TOKYO — Japan’s economy contracted in the first quarter, but at a slower pace than expected, the government said Wednesday.

The world’s third-largest economy contracted at an annual rate of 0.5%, according to Cabinet Office data. That was less than the 1.0% contraction in the preliminary estimate of Japan’s real gross domestic product, or GDP, released in May.

The annual rate shows how the economy would have grown if the quarterly rate were to hold for a year.
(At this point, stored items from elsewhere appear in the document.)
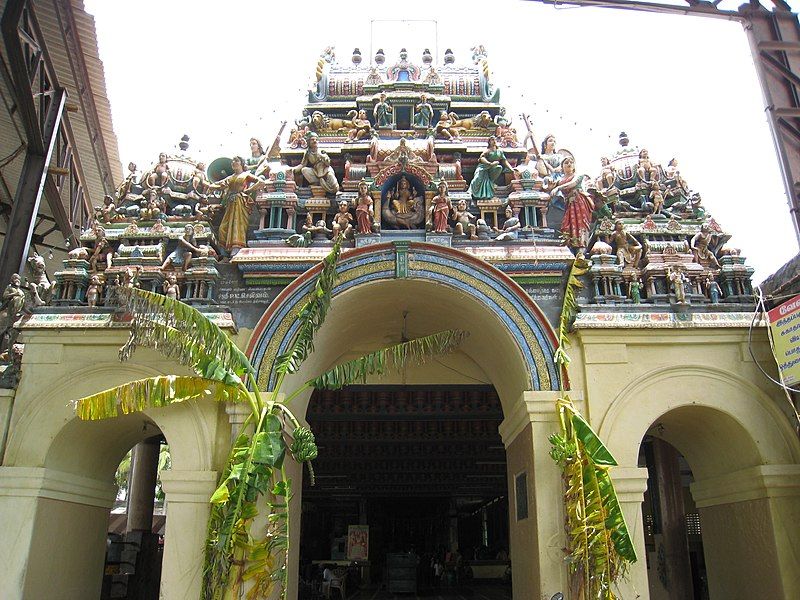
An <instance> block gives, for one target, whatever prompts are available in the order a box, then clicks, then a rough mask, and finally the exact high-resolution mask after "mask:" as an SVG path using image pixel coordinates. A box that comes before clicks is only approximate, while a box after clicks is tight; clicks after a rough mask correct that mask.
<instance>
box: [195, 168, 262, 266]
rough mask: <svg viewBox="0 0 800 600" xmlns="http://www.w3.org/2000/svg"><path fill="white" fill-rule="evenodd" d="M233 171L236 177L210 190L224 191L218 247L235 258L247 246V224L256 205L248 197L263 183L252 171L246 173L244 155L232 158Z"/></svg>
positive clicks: (222, 201) (213, 185) (231, 175)
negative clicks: (245, 246) (252, 206)
mask: <svg viewBox="0 0 800 600" xmlns="http://www.w3.org/2000/svg"><path fill="white" fill-rule="evenodd" d="M231 168H232V169H233V175H229V176H228V177H226V178H225V179H223V180H222V181H218V182H217V183H212V184H210V185H209V186H208V188H209V189H210V190H222V202H221V204H222V206H223V207H224V208H225V213H224V214H223V215H222V222H221V223H220V225H219V245H220V246H221V247H222V248H224V249H225V250H227V251H228V252H230V253H231V256H233V255H234V254H236V253H237V252H238V251H239V250H240V249H242V248H244V247H245V246H246V245H247V223H248V221H249V220H250V210H251V209H252V206H253V200H252V198H250V196H249V195H248V194H249V193H250V192H252V191H255V190H256V189H258V188H259V187H260V186H261V185H263V180H261V179H259V178H258V177H256V176H255V175H253V174H252V173H251V172H250V171H245V168H244V159H243V158H242V157H241V156H235V157H234V158H233V160H232V161H231Z"/></svg>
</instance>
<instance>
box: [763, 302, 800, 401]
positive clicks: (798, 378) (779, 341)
mask: <svg viewBox="0 0 800 600" xmlns="http://www.w3.org/2000/svg"><path fill="white" fill-rule="evenodd" d="M767 316H768V317H769V326H770V329H771V330H772V341H773V344H774V352H775V360H776V361H777V363H778V371H779V372H780V375H781V380H783V383H785V384H786V385H791V384H792V383H795V382H796V381H800V296H795V297H794V298H792V299H791V300H787V301H786V302H784V303H783V304H781V305H779V306H776V307H775V308H773V309H772V310H771V311H769V312H768V313H767Z"/></svg>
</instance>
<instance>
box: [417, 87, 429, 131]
mask: <svg viewBox="0 0 800 600" xmlns="http://www.w3.org/2000/svg"><path fill="white" fill-rule="evenodd" d="M432 121H433V107H432V106H431V105H430V104H429V103H428V97H427V96H426V95H425V94H422V95H421V96H420V100H419V104H417V106H416V112H415V113H414V127H430V126H431V122H432Z"/></svg>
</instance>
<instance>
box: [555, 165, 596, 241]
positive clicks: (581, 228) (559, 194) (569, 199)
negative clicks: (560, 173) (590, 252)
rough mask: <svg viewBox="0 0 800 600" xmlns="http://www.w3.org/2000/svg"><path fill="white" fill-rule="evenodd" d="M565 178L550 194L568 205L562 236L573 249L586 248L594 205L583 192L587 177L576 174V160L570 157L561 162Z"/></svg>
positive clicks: (563, 224) (566, 208) (591, 218)
mask: <svg viewBox="0 0 800 600" xmlns="http://www.w3.org/2000/svg"><path fill="white" fill-rule="evenodd" d="M561 172H562V173H563V178H561V179H560V181H559V183H558V185H556V187H555V188H553V190H552V191H551V192H550V193H551V196H552V197H556V196H561V197H562V198H563V199H564V202H565V204H566V209H565V210H564V218H563V219H562V221H561V235H562V236H564V238H565V239H566V241H567V244H568V245H569V246H571V247H573V248H578V249H580V248H585V247H586V243H587V241H588V239H587V238H588V234H589V226H590V224H591V222H592V211H593V210H594V203H593V202H592V199H591V198H589V196H588V195H587V194H586V192H584V191H583V180H584V178H585V177H586V176H585V175H576V174H575V159H573V158H572V157H570V156H568V157H566V158H565V159H564V160H563V161H561Z"/></svg>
Japan’s economy contracted 0.1% in January-March from the previous quarter, better than the 0.2% quarter-on-quarter contraction in preliminary data.
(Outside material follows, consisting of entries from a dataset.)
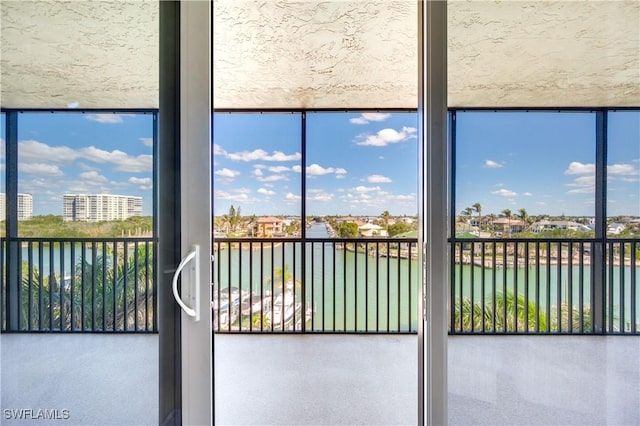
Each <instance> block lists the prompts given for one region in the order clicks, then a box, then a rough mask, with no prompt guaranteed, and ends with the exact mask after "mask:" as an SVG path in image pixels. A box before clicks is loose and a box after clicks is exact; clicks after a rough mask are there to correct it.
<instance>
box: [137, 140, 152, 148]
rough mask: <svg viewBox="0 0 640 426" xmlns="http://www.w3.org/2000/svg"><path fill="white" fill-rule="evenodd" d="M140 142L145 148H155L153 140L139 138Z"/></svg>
mask: <svg viewBox="0 0 640 426" xmlns="http://www.w3.org/2000/svg"><path fill="white" fill-rule="evenodd" d="M138 140H139V141H140V142H142V143H143V144H144V146H153V138H138Z"/></svg>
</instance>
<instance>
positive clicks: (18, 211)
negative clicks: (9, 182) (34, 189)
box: [0, 193, 33, 221]
mask: <svg viewBox="0 0 640 426" xmlns="http://www.w3.org/2000/svg"><path fill="white" fill-rule="evenodd" d="M32 217H33V196H32V195H31V194H18V220H29V219H31V218H32ZM4 220H7V195H6V194H4V193H0V221H4Z"/></svg>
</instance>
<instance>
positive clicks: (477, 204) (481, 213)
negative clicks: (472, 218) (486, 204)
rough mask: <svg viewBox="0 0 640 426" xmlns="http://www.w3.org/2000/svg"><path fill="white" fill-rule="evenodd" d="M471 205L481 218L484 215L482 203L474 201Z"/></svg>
mask: <svg viewBox="0 0 640 426" xmlns="http://www.w3.org/2000/svg"><path fill="white" fill-rule="evenodd" d="M471 207H473V209H474V210H475V211H476V213H478V218H480V216H482V206H481V205H480V203H474V204H473V206H471Z"/></svg>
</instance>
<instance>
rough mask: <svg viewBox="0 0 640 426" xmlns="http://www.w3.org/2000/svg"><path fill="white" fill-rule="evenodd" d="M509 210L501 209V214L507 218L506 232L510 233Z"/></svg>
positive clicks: (509, 221) (509, 217)
mask: <svg viewBox="0 0 640 426" xmlns="http://www.w3.org/2000/svg"><path fill="white" fill-rule="evenodd" d="M511 214H512V213H511V210H509V209H504V210H502V215H503V216H504V217H506V218H507V233H508V234H511Z"/></svg>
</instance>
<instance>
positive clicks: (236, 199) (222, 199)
mask: <svg viewBox="0 0 640 426" xmlns="http://www.w3.org/2000/svg"><path fill="white" fill-rule="evenodd" d="M214 196H215V198H216V199H218V200H230V201H234V202H240V201H248V200H249V195H248V194H245V193H237V192H234V193H230V192H226V191H220V190H216V191H215V192H214Z"/></svg>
Consumer spending and other private demands have been stronger than previously thought.

The upward revision was a pleasant surprise for analysts.

“Looking forward, we expect GDP to rebound in 2Q mainly due to better private consumption, but higher commodity inflation will likely limit gains in real terms,” said Robert Carnell, regional head of Asia-Pacific research at ING, in a report. .
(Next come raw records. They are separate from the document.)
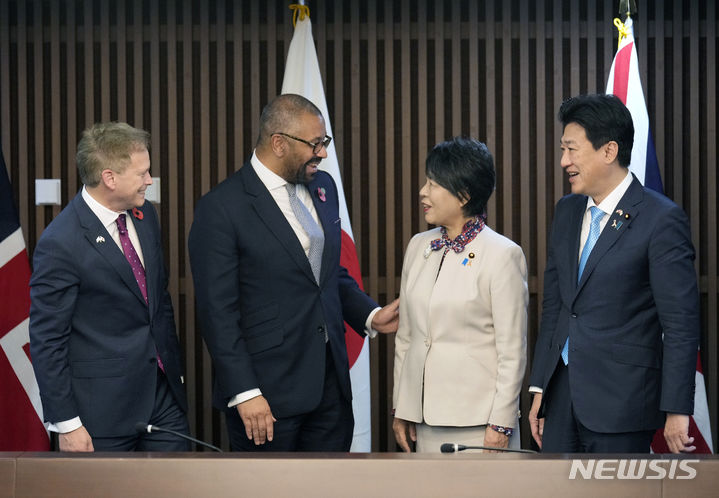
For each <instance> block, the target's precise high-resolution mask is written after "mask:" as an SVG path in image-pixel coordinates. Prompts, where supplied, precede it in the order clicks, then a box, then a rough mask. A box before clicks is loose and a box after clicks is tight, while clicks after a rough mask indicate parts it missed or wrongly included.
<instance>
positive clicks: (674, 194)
mask: <svg viewBox="0 0 719 498" xmlns="http://www.w3.org/2000/svg"><path fill="white" fill-rule="evenodd" d="M673 9H674V11H673V13H674V16H673V22H672V23H671V24H670V26H671V31H672V34H671V36H672V51H673V53H672V80H673V81H672V87H673V88H672V92H673V94H674V96H676V98H674V99H672V102H673V105H672V107H673V112H672V114H673V117H672V136H673V138H674V140H673V154H672V161H673V164H674V178H673V179H672V182H671V185H672V186H673V189H672V190H671V191H670V190H669V189H665V190H666V191H667V193H668V194H669V197H671V198H672V200H674V202H676V203H677V204H678V205H680V206H682V207H684V209H686V205H685V204H684V195H683V189H684V181H683V180H684V171H683V170H682V167H681V165H682V164H683V163H684V157H683V147H682V141H683V136H682V131H683V130H684V119H683V112H684V107H685V102H684V99H683V98H682V93H683V87H684V80H685V74H684V71H685V68H684V54H683V47H682V45H683V38H684V35H683V30H682V25H683V11H684V2H682V1H681V0H674V5H673Z"/></svg>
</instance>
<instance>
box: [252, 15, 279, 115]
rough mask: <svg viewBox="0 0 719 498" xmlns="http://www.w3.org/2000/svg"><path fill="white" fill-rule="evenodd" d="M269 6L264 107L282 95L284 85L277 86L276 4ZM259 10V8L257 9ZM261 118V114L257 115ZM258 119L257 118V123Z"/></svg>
mask: <svg viewBox="0 0 719 498" xmlns="http://www.w3.org/2000/svg"><path fill="white" fill-rule="evenodd" d="M265 5H266V6H267V24H266V25H265V26H263V27H264V29H265V31H266V34H267V36H266V37H265V43H266V46H267V48H266V49H265V51H264V58H265V59H266V60H267V75H266V78H267V87H266V91H267V96H266V97H265V96H264V95H263V98H262V100H261V102H262V105H263V106H264V105H265V104H267V103H269V101H270V100H272V99H273V98H274V97H275V96H276V95H279V94H280V91H281V89H282V83H281V82H280V86H279V87H278V85H277V25H276V23H275V16H276V12H275V2H266V3H265ZM255 8H257V7H255ZM257 116H258V117H259V114H258V115H257ZM257 119H258V118H255V121H257Z"/></svg>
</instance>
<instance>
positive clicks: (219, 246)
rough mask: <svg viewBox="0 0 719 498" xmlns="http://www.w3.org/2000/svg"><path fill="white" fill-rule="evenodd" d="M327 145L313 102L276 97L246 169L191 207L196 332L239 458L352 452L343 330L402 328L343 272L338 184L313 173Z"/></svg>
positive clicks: (228, 178) (391, 306) (396, 308)
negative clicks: (295, 453) (274, 455)
mask: <svg viewBox="0 0 719 498" xmlns="http://www.w3.org/2000/svg"><path fill="white" fill-rule="evenodd" d="M331 140H332V138H331V137H329V136H327V133H326V129H325V121H324V118H323V117H322V113H321V112H320V111H319V109H318V108H317V107H316V106H315V105H314V104H312V103H311V102H310V101H309V100H307V99H305V98H304V97H301V96H299V95H292V94H285V95H281V96H279V97H277V98H276V99H274V100H273V101H272V102H270V103H269V104H268V105H267V106H266V107H265V109H264V110H263V112H262V116H261V118H260V136H259V139H258V141H257V145H256V148H255V150H254V153H253V154H252V157H251V159H250V161H249V162H248V163H246V164H245V165H244V166H243V167H242V168H241V169H240V170H239V171H237V172H236V173H235V174H234V175H233V176H231V177H230V178H228V179H227V180H225V181H224V182H222V183H220V184H219V185H218V186H217V187H215V188H214V189H213V190H212V191H211V192H209V193H208V194H207V195H205V196H204V197H203V198H202V199H201V200H200V201H199V203H198V205H197V208H196V210H195V219H194V222H193V224H192V229H191V231H190V237H189V250H190V261H191V264H192V275H193V279H194V283H195V292H196V296H197V309H198V315H199V319H200V329H201V333H202V335H203V338H204V339H205V342H206V343H207V347H208V349H209V351H210V355H211V356H212V360H213V366H214V370H215V386H214V404H215V406H216V407H217V408H218V409H220V410H222V411H223V412H224V413H225V415H226V419H227V427H228V432H229V436H230V444H231V446H232V449H233V450H235V451H348V450H349V448H350V445H351V442H352V431H353V428H354V419H353V415H352V404H351V400H352V391H351V386H350V377H349V362H348V358H347V349H346V344H345V338H344V332H345V328H344V322H345V321H346V322H347V323H348V324H349V325H350V326H351V327H352V328H353V329H354V330H355V331H357V332H358V333H360V334H361V335H365V334H369V335H370V336H374V335H376V333H377V332H381V333H391V332H395V331H396V330H397V321H398V313H397V311H398V302H397V301H395V302H393V303H391V304H390V305H388V306H385V307H384V308H380V307H379V306H378V305H377V304H376V303H375V302H374V301H373V300H372V299H371V298H369V297H368V296H367V295H366V294H365V293H364V292H363V291H362V290H361V289H360V288H359V286H358V285H357V283H356V282H355V281H354V279H353V278H352V277H350V276H349V274H348V272H347V270H346V269H345V268H344V267H342V266H341V265H340V248H341V227H340V217H339V202H338V196H337V187H336V186H335V183H334V181H333V180H332V177H331V176H330V175H329V174H327V173H326V172H324V171H320V170H319V169H318V167H319V165H320V162H321V161H322V159H324V158H325V157H327V150H326V148H327V146H329V144H330V142H331Z"/></svg>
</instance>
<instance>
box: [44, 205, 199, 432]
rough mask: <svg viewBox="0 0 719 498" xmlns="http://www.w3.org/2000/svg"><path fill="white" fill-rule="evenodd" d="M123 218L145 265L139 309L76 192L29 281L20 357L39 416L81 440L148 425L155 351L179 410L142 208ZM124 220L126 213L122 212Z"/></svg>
mask: <svg viewBox="0 0 719 498" xmlns="http://www.w3.org/2000/svg"><path fill="white" fill-rule="evenodd" d="M141 211H142V213H143V219H139V218H138V217H134V218H133V220H132V221H133V223H134V225H135V229H136V231H137V236H138V238H139V240H140V246H141V248H142V253H143V258H144V262H145V269H146V270H145V271H146V280H147V291H148V302H149V305H148V304H146V303H145V300H144V298H143V296H142V293H141V292H140V287H139V286H138V285H137V281H136V280H135V277H134V275H133V273H132V269H131V268H130V264H129V263H128V262H127V260H126V259H125V256H124V255H123V253H122V251H121V250H120V248H119V247H118V246H117V244H116V243H115V242H114V241H113V239H112V237H111V236H110V234H109V233H108V232H107V230H106V229H105V227H104V226H103V225H102V223H101V222H100V220H99V219H98V218H97V216H95V214H94V213H93V212H92V211H91V210H90V208H89V207H88V206H87V204H86V203H85V201H84V200H83V199H82V193H79V194H78V195H77V196H76V197H75V199H73V200H72V201H71V202H70V203H69V204H68V206H67V207H66V208H65V209H63V210H62V212H61V213H60V214H59V215H58V216H57V217H56V218H55V219H54V220H53V221H52V222H51V223H50V225H48V227H47V228H46V229H45V231H44V232H43V234H42V236H41V237H40V240H39V241H38V243H37V247H36V248H35V253H34V257H33V266H34V271H33V274H32V278H31V280H30V296H31V307H30V351H31V355H32V360H33V368H34V370H35V376H36V377H37V381H38V385H39V387H40V397H41V399H42V405H43V412H44V418H45V420H46V421H48V422H61V421H65V420H70V419H72V418H74V417H77V416H79V417H80V419H81V421H82V423H83V425H84V426H85V427H86V429H87V431H88V432H89V433H90V436H98V437H110V436H124V435H130V434H133V433H134V432H135V424H136V423H137V422H139V421H148V420H149V419H150V415H151V414H152V409H153V406H154V401H155V386H156V382H157V375H158V371H157V359H156V356H157V354H159V355H160V358H161V359H162V362H163V365H164V368H165V372H166V374H167V379H168V381H169V384H170V387H171V389H172V393H173V395H174V397H175V399H176V400H177V402H178V403H179V405H180V406H181V407H182V409H183V410H185V411H186V410H187V399H186V395H185V390H184V386H183V385H182V380H181V376H182V363H181V361H182V357H181V353H180V346H179V343H178V340H177V336H176V334H175V320H174V317H173V312H172V303H171V302H170V295H169V294H168V293H167V277H166V272H165V266H164V263H163V257H162V246H161V237H160V230H159V224H158V220H157V213H156V212H155V209H154V208H153V207H152V205H151V204H150V203H149V202H145V205H144V206H143V207H142V208H141ZM128 216H132V215H131V214H128Z"/></svg>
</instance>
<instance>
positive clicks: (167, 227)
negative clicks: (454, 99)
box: [162, 2, 195, 434]
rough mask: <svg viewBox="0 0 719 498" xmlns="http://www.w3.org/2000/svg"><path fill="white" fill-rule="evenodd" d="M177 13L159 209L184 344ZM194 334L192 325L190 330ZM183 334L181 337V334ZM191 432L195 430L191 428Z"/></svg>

The expected reopening of the country to tourists with the lifting of limits imposed to curb COVID-19 infections is also expected to boost growth.

On the negative side, Japan, which imports almost all of its oil, much of its food and miscellaneous products, has been hit by rising prices for energy and other commodities, in part due of the war in Ukraine.

Japan has been struggling for years against deflation or the vertiginous fall in prices. Weak wage growth and an aging and shrinking population have slowed economic activity and discouraged business investment.

Bank of Japan Governor Haruhiko Kuroda apologized on Tuesday for recently referring to a “tolerance for higher prices” among Japanese people, a comment interpreted as welcoming higher prices. Kuroda was grilled in parliament, where he told lawmakers his comment was inappropriate.

Kuroda has championed a policy of pushing near-zero inflation to around 2%, but progress has been slow until world prices for oil and other commodities have risen in recent months.

Some analysts say Japan has been steadily losing its competitive edge because it hasn’t done enough to foster innovation and unleash new sources of growth harnessed by the bureaucracies of yesteryear.

One source of concern is the plunging value of the yen, which is currently trading at a 20-year low of around 133 yen per US dollar.

Although a weak currency is a boon for Japanese exporters, increasing the value of overseas earnings, analysts say the weak yen also reflects a weak economy. Rising interest rates in the US and other countries relative to Japan, where interest rates are close to zero, will likely keep the yen weak for some time.

Prime Minister Fumio Kishida is pushing what he calls “new capitalism”. It announced the broad outlines of its strategy this week, aimed at reigniting growth by pushing digitalization, defense spending, start-ups and sustainable energy. He also invited investments, declaring in English, “Invest in Kishida”.

Former Prime Minister Shinzo Abe, Japan’s longest-serving leader, has pushed “Abenomics,” which focuses on super-easy loans meant to trigger inflation and thus promote growth. Some critics say that Abenomics has failed to build a strong economy and that its pitfalls are part of the reason behind the weak yen.